# R.I.P.?! How'd it happen?



## Doghund (Jul 10, 2005)

I had a lovely beta named simply "Blue" whom I rescued from Wal-Mart. He had been placed in the same cup as another beta. I mentioned it and the employee poured both of them into the sink. but Blue was still alive! So I saved him and brought him home. His fins healed and we moved him to a 75gal. above ground koi pond. About two weeks later we added two goldfish. They were very gentle and never bothered him, but he was always flaired up at them. We thought it was funny. he would turn side-ways at them and was always puffed up chaseing the smaller goldfish. He seemed healthyer than ever. But this morning he was on the bottom of the tank, still puffed up, his fins in perfect shape. My mom thinks he had a heart attact. What do you all think happened?
:rip:


----------



## Imbrium (Feb 7, 2005)

It's hard to tell without more details about his set up, but it's not a good idea to keep bettas with goldfish. They need completely different water conditions and this probably had something to do with it.


----------



## Doghund (Jul 10, 2005)

Imbrium said:


> It's hard to tell without more details about his set up, but it's not a good idea to keep bettas with goldfish. They need completely different water conditions and this probably had something to do with it.


 Well, the pond is outside on our porch. I live in Louisiana, so its humid and hot right now, but the water has stayed cool. It has a gravle bottom and several different types of pond plants he was doing really well. The only difference I can think of is that yesterday my mom added an air pump because her goldfish looked out of breath. But other than that I can't think of anything... :sad:


----------



## Pac-Man (Mar 18, 2005)

Well, like Imbrium said, they need diff. conditions. bettas are tropical fish, and therefor prefer warm water, while as goldfish like cooler water.

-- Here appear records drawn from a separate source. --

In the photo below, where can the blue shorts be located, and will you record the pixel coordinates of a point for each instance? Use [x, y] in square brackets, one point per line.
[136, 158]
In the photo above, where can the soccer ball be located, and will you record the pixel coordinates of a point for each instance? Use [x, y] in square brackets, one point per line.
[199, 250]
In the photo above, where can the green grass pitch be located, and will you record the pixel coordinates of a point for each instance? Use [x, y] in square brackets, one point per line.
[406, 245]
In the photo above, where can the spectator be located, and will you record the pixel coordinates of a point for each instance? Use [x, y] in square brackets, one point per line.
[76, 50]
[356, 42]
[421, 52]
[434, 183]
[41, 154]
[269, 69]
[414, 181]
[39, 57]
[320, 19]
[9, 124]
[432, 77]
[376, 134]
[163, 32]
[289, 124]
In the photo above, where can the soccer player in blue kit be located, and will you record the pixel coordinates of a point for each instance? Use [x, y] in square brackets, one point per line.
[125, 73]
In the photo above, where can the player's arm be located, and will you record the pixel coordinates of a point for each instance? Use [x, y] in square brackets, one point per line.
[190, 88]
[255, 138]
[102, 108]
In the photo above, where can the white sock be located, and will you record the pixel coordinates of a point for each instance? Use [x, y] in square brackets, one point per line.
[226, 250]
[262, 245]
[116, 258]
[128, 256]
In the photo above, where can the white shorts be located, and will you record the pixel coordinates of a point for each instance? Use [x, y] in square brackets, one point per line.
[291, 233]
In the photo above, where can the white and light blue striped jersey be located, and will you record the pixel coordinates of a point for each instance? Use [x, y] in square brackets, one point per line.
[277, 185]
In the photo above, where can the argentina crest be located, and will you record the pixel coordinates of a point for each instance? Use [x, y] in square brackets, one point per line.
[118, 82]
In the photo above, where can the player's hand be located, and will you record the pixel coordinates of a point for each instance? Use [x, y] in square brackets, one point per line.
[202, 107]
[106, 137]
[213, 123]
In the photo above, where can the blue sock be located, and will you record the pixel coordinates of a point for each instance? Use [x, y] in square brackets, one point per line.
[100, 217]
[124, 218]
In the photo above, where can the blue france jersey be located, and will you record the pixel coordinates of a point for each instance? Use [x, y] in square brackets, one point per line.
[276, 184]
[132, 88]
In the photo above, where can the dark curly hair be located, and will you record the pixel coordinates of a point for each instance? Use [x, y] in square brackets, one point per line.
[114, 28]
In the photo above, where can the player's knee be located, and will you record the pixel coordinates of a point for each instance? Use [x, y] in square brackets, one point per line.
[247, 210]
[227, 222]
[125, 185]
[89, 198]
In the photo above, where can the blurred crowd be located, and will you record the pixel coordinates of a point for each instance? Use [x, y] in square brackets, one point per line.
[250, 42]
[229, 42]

And what do you mean by puffed up? was his body literally bigger than normal? was he flaring?


----------



## ChaldoChris416 (Aug 19, 2005)

so u understand wat wer trying 2 tell u the amonia killed ur betta goldfish giv off a lot of ammonia


----------



## Alisha (Aug 5, 2005)

Yep, everyone else already told ya, but I'll tell you again. Goldfish shouldn't be kept with any fish besides other goldfish, they give off way too much amonia, and they like cold water, however bettas like higher temperatures. At least you saved him from walmart, and I'm sure he was a happy betta in the 75 gallons, but the amonia just got to him...sorry for your loss....


----------



## BettaMommy (Aug 20, 2005)

Alisha said:


> Yep, everyone else already told ya, but I'll tell you again. Goldfish shouldn't be kept with any fish besides other goldfish, they give off way too much amonia, and they like cold water, however bettas like higher temperatures. At least you saved him from walmart, and I'm sure he was a happy betta in the 75 gallons, but the amonia just got to him...sorry for your loss....


I kept my goldfish with...umm...I forgot what it was called, I just call it a sucker fish and they got along just fine.


----------